One last thing that you absolutely must be aware of is that both Gluten and DAIRY (the two most commonly-reactive foods that we are potentially exposed to all the time) have the ability — JUST LIKE SUGAR OR JUNK CARBS — to be massively addictive (not to mention they contain large amounts of GLUTAMATE). When people have the combination of poor digestion (the most common being NOT ENOUGH STOMACH ACID) and Leaky Gut Syndrome, partially digested food is allowed into the blood stream where the body sees it as a foreign invader and begins mounting Immune System responses against it. If this happens with Gluten, it frequently leads to Autoimmunity (HERE is the mechanism).
The situation gets more complicated because some of these incompletely digested fragments of Gluten or Dairy can (again, in similar fashion to sugar and junk carbs) be as addictive as heroin or morphine. This is because three of these fragments are called gluteomorphin (Gluten Morphine), gliadomorphins (Gliadin Morphine — Gliadin is part of the Gluten molecule), and caseomorphin (Casien Morphine — Casien is milk protein). These morphine-like bind to morphine receptors and act —- well, like morphine. Because heroin (morphine) is a powerful sedative, these folks often have extreme difficulty staying awake after a meal that goes beyond the typical CRASHING BLOOD SUGAR scenario.

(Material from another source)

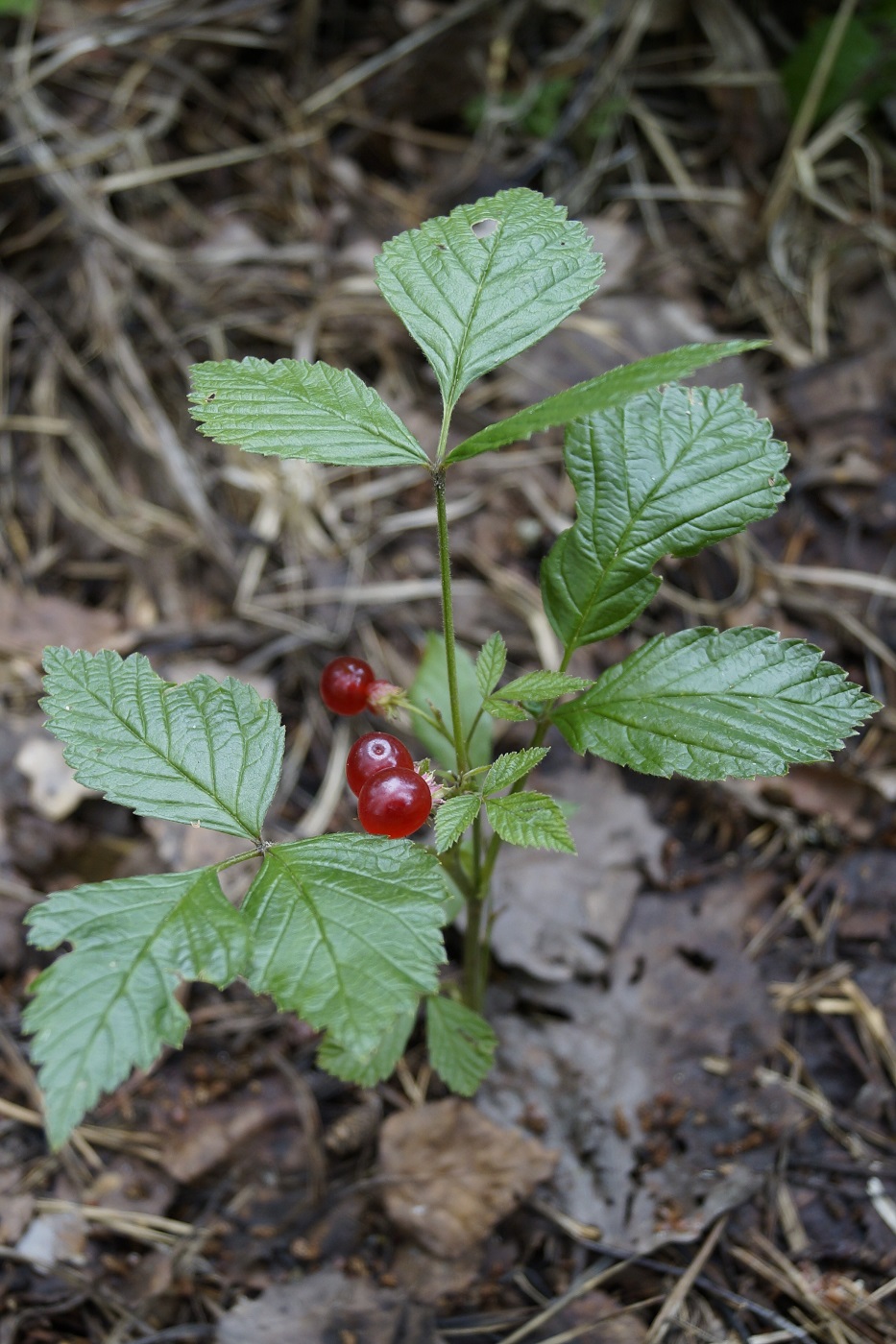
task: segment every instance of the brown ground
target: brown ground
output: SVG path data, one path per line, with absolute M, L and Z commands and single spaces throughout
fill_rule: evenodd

You can often tell the people who have this problem —- they will kill you for a slice of bread or plate of pasta. A study from the July issue of Pharmacology, Biochemistry, and Behavior (Behavioral Effects of Food-Derived Opioid-Like Peptides in Rodents: Implications for Schizophrenia?) addressed this when the authors concluded that, “food-derived peptides can affect rodent behavior.” HERE and HERE are a couple of links that show the ability of Gluten to affect the body in an overtly neurological manner — including SCHIZOPHRENIA. All of which is particularly scary considering that some experts believe that as much as three quarters of the SAD (Standard American Diet) comes from that happy combination of wheat, dairy, and sugar (HERE).
As far as the Glutamate is concerned, both Casien and Gluten contain large amounts, which can be released into the blood stream as free-Glutamate once digested. Take a moment to watch this video by biochemist and mother of five, Dr. Katie Reid, who shows how this process can actually lead to problems like AUTISM or ADHD. As you should be starting to notice, there are any number of mechanisms that Gluten, or the large quantities of processed grains that we Americans consume in such mass quantities, can, and often does lead to health problems.